This project implements a basic version of the Huffman compression algorithm for english text only. This is performed as follows:

##### Compression Algorithm

###### Constructing the huffman tree
- First, go through the text, and for each character create a node storing it and its frequency.
- Second, append each node to a list.
- Third, sort the list regarding the frequency.
- Forth, get the two least, frequency wise, nodes and creat a sub tree, the min will go to the left, and the other one (the max of both) will be the right leaf.
- Fifth, link these two leaves with a parent node which will have as data the sum of its sons frequencies.
- Sixth, remove these two elements from your list.
- Seventh, insert the sub tree to your list, respecting the order of frequencies.
- Eighth, redo this for each element of your list.
- At the end, you will end up with a huffman tree, that you will need to store.
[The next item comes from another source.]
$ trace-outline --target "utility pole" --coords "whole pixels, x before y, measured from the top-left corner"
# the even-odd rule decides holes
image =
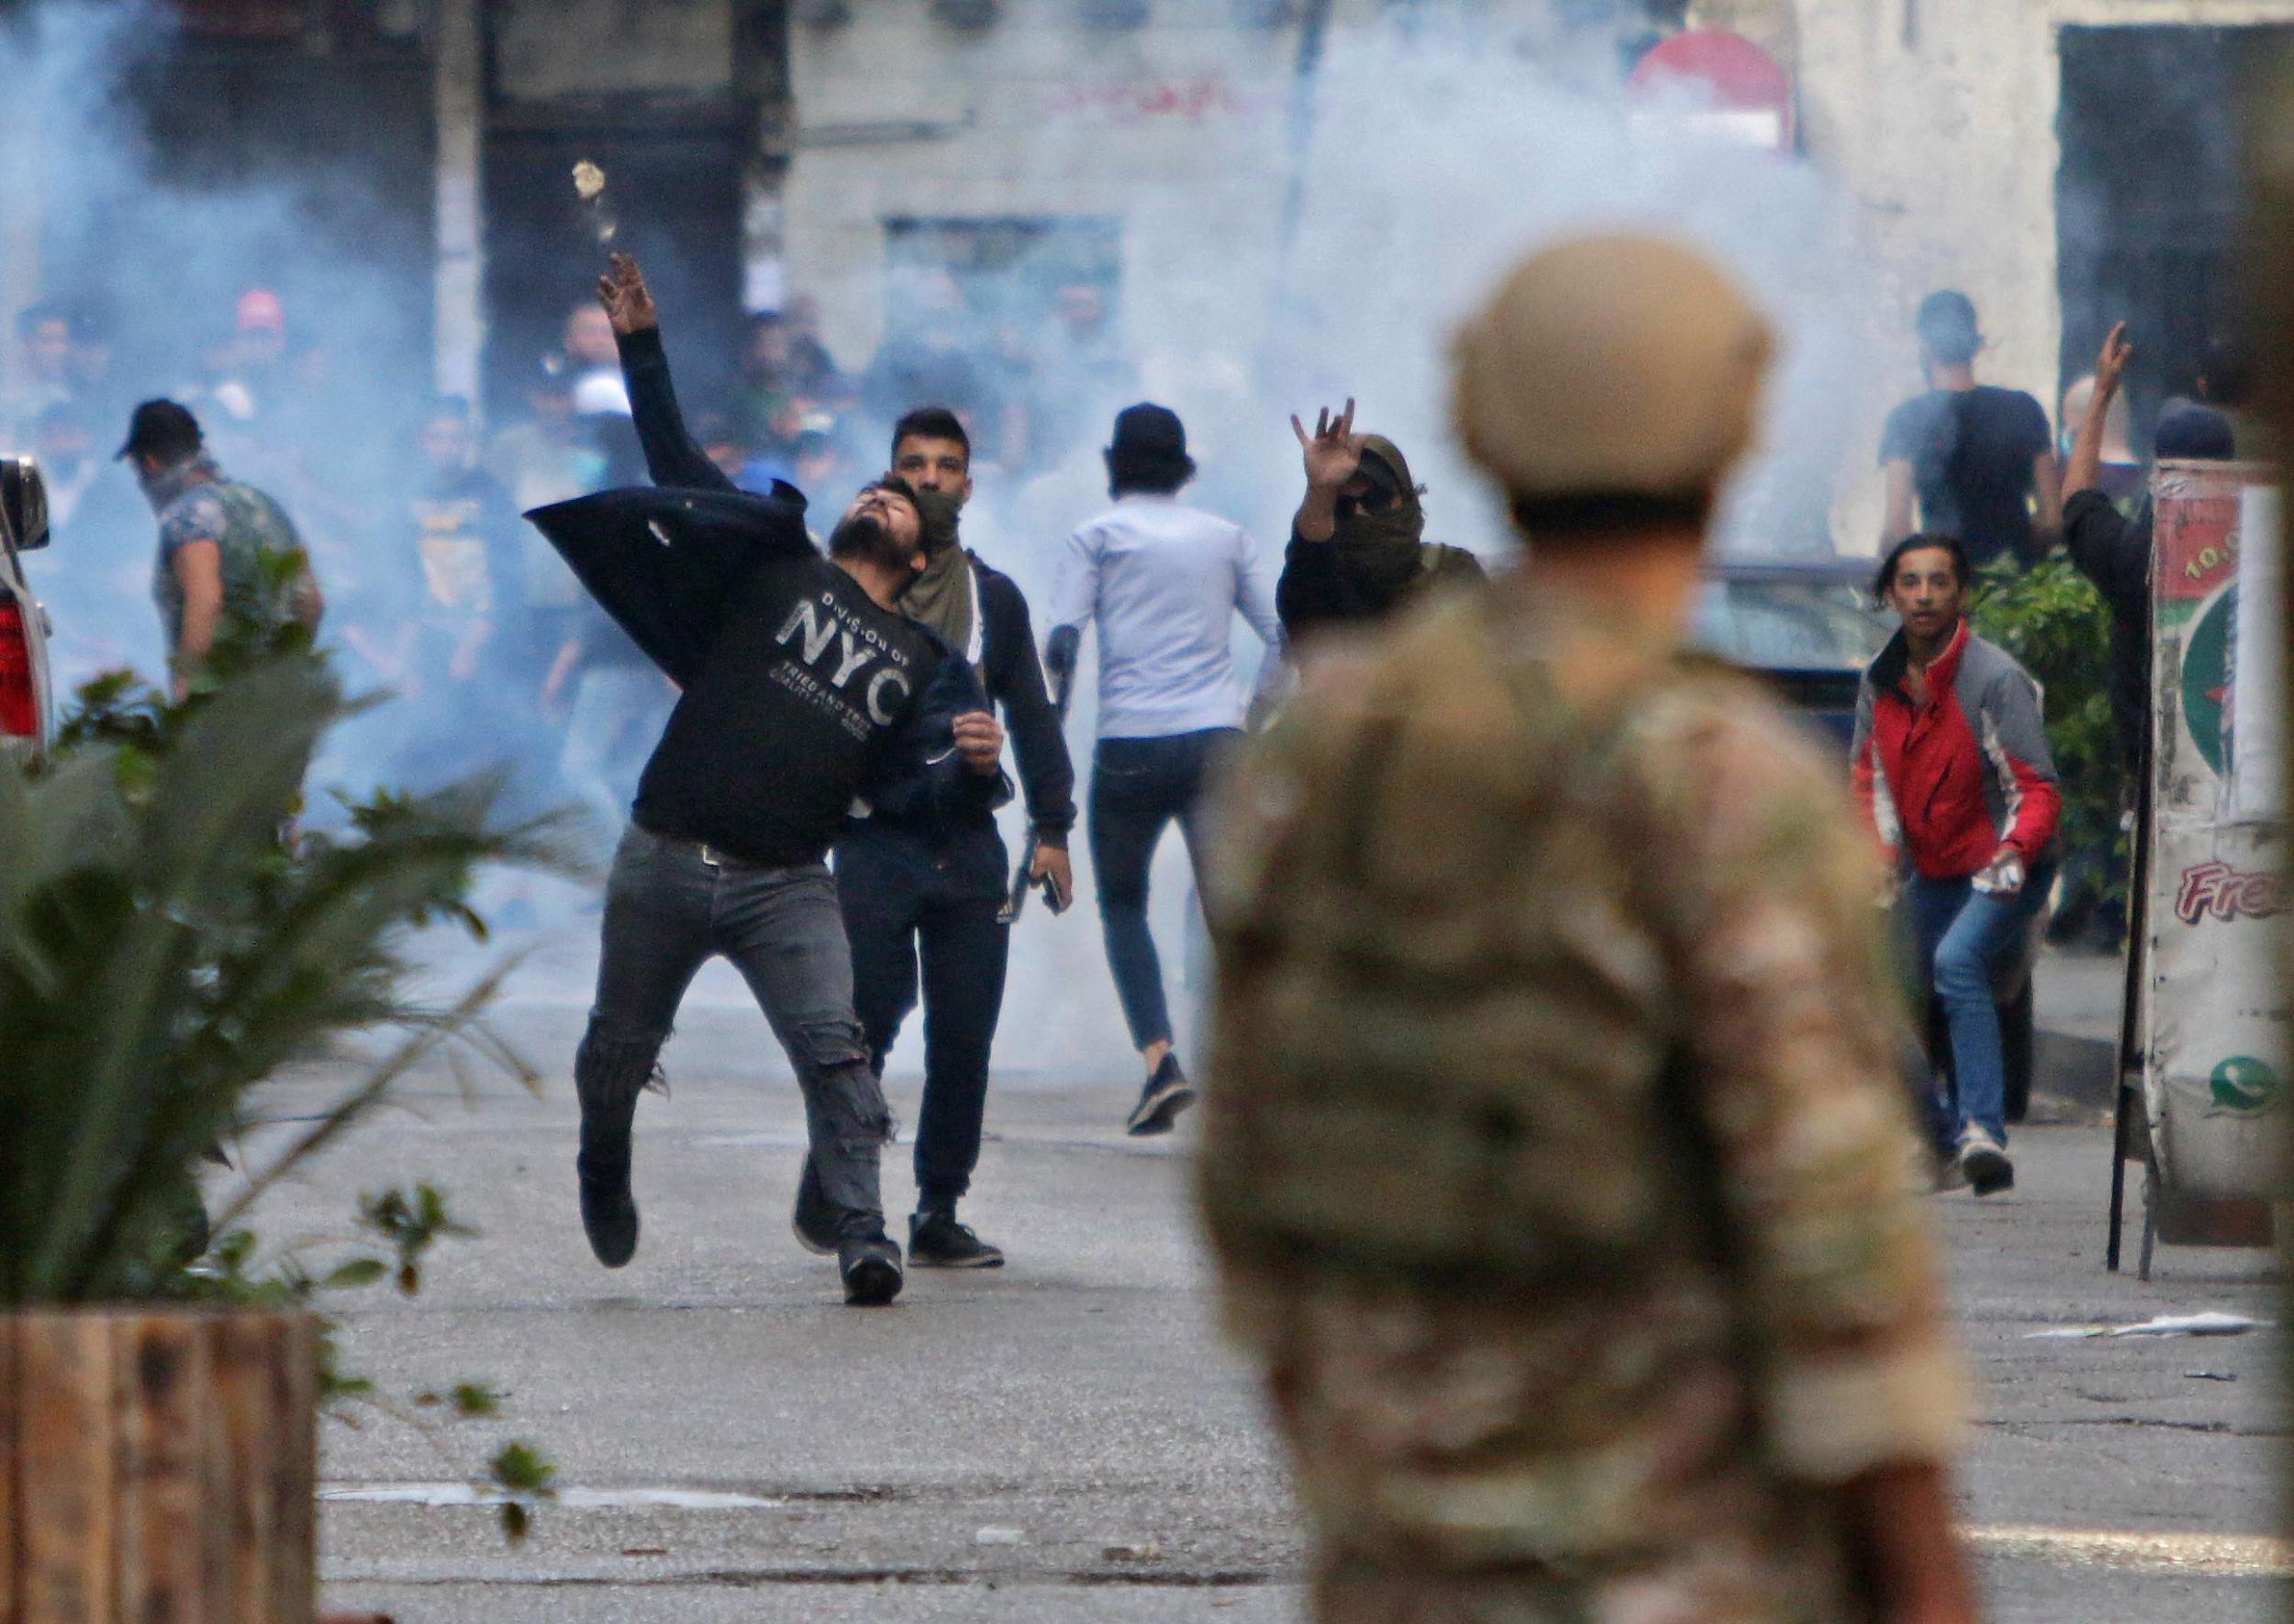
[[[437,303],[431,372],[441,395],[480,404],[485,351],[484,0],[435,0],[431,104],[438,132]]]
###### Subtituting the text with the in-tree binary location
- First, go to a leaf, while doing that, store the path to it in the appropriate binary form.
- Once, on the leaf, insert to a new list the leaf character and its binary path.
- Redo this for each leaf.
- Then, read the file character by character, for each one, substitute it with its binary path on a binary file.
- At the end, the binary file will be the compressed file.

##### Decompression Algorithm

- First, get back the huffman tree & the binary file ( the compression result ).
- Second, walkthough the compressed file bit by bit, using these to traverse the tree.
- Once, a leaf is hit, write down the character into another txt file.
- Redo this until END_OF_FILE.
- Then, the text file will be equal to the initial one.